Yes, but the company you have been competing with for years — sure, their software was never as good as yours — is now hiring developers whose entire day consists of sending clever prompts to Codex, Claude, and others. And they will use those tools to turn the software that used to lag behind yours into a product that is superior to yours in every respect.

One or two years ago, that would have been unthinkable. It would have required a lot of money and many developers. Today, it costs only a fraction in token costs.

And that is exactly where the problem lies.

As developers, we are no longer competing only with other developers. If we write code by hand today or search for a bug manually, it simply takes much longer than having an AI generate 1,000 lines of code and a new unit in one go — naturally including the corresponding unit tests for which we supposedly never had time.

We no longer have to spend three hours googling a Windows API call or searching through three different forums. We describe the problem, maybe add a hint about where it should be used, press Return, answer two more questions, and go to lunch.

When we come back, the call has been implemented, the unit test is green, the changelog has been written, and the update has been committed. And this time with a truly detailed explanation — not just the usual “API call done.”

Last year, people said: AI replaces a junior programmer, but costs per year what a junior costs per month.

I think that statement is already outdated — just like last year’s model versions.

But what about code reviews or bug fixes? Should I really review the code written by Claude and others? Even if the unit tests are green?

Everyone has to answer that question for themselves.
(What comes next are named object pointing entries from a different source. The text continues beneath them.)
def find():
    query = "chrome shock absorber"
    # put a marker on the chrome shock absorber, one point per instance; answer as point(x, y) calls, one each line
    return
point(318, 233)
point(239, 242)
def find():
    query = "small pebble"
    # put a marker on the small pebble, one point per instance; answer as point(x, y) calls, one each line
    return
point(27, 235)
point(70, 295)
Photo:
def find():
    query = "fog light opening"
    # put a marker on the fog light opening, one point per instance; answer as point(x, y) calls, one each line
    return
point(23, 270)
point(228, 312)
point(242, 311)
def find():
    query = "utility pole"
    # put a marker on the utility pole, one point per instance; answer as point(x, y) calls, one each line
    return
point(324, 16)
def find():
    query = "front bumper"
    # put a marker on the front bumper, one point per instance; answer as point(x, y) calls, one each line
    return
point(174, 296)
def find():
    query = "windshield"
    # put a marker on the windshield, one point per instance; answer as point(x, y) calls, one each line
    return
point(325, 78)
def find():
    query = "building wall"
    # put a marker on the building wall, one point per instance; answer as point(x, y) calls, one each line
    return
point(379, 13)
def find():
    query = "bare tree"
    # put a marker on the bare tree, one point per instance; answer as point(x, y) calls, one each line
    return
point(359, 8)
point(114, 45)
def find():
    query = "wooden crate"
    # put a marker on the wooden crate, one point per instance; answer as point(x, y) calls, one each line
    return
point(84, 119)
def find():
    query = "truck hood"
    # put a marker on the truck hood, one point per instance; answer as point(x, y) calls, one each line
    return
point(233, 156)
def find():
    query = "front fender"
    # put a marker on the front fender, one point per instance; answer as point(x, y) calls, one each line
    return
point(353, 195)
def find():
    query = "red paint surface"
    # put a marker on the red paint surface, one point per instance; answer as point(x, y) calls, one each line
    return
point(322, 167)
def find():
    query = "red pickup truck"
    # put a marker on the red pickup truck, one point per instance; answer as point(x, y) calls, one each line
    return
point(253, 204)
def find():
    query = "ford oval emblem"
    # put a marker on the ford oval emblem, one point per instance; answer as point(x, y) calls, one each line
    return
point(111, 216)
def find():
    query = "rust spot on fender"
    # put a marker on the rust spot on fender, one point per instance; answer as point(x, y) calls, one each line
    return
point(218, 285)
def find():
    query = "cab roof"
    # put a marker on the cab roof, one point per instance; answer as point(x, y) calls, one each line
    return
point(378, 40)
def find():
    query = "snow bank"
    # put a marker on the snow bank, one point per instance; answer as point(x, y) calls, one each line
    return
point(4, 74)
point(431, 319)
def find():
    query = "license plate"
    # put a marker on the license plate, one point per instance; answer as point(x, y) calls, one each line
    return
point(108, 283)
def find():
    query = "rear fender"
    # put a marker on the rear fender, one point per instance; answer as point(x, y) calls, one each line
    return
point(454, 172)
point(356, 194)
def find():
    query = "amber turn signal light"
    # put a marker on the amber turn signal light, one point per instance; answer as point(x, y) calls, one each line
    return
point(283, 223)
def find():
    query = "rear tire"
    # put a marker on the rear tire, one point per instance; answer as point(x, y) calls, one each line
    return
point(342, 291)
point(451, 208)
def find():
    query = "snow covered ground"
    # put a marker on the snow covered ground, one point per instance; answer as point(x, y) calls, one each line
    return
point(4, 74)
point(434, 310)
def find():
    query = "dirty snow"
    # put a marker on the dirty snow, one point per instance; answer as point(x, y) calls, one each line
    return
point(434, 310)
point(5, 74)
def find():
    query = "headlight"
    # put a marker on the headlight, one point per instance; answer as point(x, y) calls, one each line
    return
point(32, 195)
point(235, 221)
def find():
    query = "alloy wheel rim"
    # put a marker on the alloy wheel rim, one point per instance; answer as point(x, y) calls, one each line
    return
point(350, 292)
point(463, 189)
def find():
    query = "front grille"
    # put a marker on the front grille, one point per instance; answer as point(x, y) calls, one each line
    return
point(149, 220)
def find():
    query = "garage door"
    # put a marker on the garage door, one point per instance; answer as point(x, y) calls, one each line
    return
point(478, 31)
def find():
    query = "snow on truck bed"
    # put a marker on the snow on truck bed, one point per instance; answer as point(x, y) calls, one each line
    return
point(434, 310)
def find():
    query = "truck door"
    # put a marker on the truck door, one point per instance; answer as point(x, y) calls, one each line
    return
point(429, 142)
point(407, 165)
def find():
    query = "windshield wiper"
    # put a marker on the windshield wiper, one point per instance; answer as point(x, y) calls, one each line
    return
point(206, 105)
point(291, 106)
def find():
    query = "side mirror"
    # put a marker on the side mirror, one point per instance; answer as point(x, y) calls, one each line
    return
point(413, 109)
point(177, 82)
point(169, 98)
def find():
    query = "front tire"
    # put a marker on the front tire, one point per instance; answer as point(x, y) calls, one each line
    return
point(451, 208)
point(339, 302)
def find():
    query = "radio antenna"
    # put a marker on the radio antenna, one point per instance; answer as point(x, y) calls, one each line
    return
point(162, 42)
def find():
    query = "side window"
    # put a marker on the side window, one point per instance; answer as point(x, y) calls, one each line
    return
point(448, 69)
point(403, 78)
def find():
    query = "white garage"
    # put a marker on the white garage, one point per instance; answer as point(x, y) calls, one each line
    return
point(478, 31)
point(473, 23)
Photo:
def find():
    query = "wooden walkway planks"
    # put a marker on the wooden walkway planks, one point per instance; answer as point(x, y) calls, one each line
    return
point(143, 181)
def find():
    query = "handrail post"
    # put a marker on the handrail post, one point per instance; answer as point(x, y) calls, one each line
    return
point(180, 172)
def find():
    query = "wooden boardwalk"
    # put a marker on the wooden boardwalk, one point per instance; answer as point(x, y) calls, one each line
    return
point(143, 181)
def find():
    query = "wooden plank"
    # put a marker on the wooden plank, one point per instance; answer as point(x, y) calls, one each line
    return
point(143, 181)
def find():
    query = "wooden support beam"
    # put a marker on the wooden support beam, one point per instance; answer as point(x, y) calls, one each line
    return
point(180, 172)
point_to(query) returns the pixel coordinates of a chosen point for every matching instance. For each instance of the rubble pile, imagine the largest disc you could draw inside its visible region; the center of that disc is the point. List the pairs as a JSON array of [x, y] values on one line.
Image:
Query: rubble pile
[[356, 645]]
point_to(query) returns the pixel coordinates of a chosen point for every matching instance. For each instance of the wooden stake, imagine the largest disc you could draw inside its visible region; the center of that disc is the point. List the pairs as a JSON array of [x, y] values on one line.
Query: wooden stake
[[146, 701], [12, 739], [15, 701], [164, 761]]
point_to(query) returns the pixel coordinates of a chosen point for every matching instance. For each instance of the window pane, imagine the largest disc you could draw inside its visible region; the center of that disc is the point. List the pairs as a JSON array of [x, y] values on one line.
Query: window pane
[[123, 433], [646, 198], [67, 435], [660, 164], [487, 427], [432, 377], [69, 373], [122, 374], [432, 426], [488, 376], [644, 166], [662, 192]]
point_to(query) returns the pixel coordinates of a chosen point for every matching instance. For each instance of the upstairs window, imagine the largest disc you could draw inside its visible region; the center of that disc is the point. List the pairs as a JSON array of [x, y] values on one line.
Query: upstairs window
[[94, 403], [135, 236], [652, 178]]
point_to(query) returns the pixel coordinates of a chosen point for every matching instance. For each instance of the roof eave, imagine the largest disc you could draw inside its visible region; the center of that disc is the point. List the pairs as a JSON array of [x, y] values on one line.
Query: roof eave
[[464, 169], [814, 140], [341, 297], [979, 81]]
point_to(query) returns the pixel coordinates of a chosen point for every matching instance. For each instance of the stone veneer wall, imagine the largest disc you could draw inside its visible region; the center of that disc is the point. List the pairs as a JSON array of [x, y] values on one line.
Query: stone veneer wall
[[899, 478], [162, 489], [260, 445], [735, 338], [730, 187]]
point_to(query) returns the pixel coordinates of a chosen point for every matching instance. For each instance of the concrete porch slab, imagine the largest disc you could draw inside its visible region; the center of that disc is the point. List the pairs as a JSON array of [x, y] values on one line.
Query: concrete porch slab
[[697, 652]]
If the new method controls a nuclear power plant or autonomous driving, then perhaps yes.

Personally, I tend to look more closely at the unit tests to make sure the AI did not simply write the test in such a way that it turns green. I think this is where the wheat is separated from the chaff. Only if the unit tests are good can I trust the code. TDD — test-driven development — is practically mandatory.

And then we arrive at an important point.

The unit tests are green and verified. The commit also looks good. But what if I do not actually understand the code?

Maybe I ask the AI to explain the code to me or add comments. Or maybe I do not care.

But what happens when the AI services are currently unavailable? What if the code contains a bug that the agent does not find?

When Claude was unavailable for several hours, I felt a disturbance in the Force, even though I was not at my PC. Thousands of developers were staring at a screen with an error message and suddenly no longer knew what to do.

So it is not all that simple, and we need to be aware of where we are heading.

I call it the Titanic problem.

Sure, this route is faster. But what happens if an iceberg suddenly appears?

What happens when an entire industry becomes addicted and then the drugs — AI — simply become more and more expensive?

Who will still be able to afford the tokens if the costs multiply?

A good current example — current meaning for about four weeks — is the new Opus 4.7 model. The token prices may have stayed the same, but the model needs 1.3 times more tokens per query than before.

And, of course, the thinking tokens, which conveniently are not shown in the output, have also multiplied by several factors.

The price has not increased yet. But with the same budget, I do not even get half as far as before.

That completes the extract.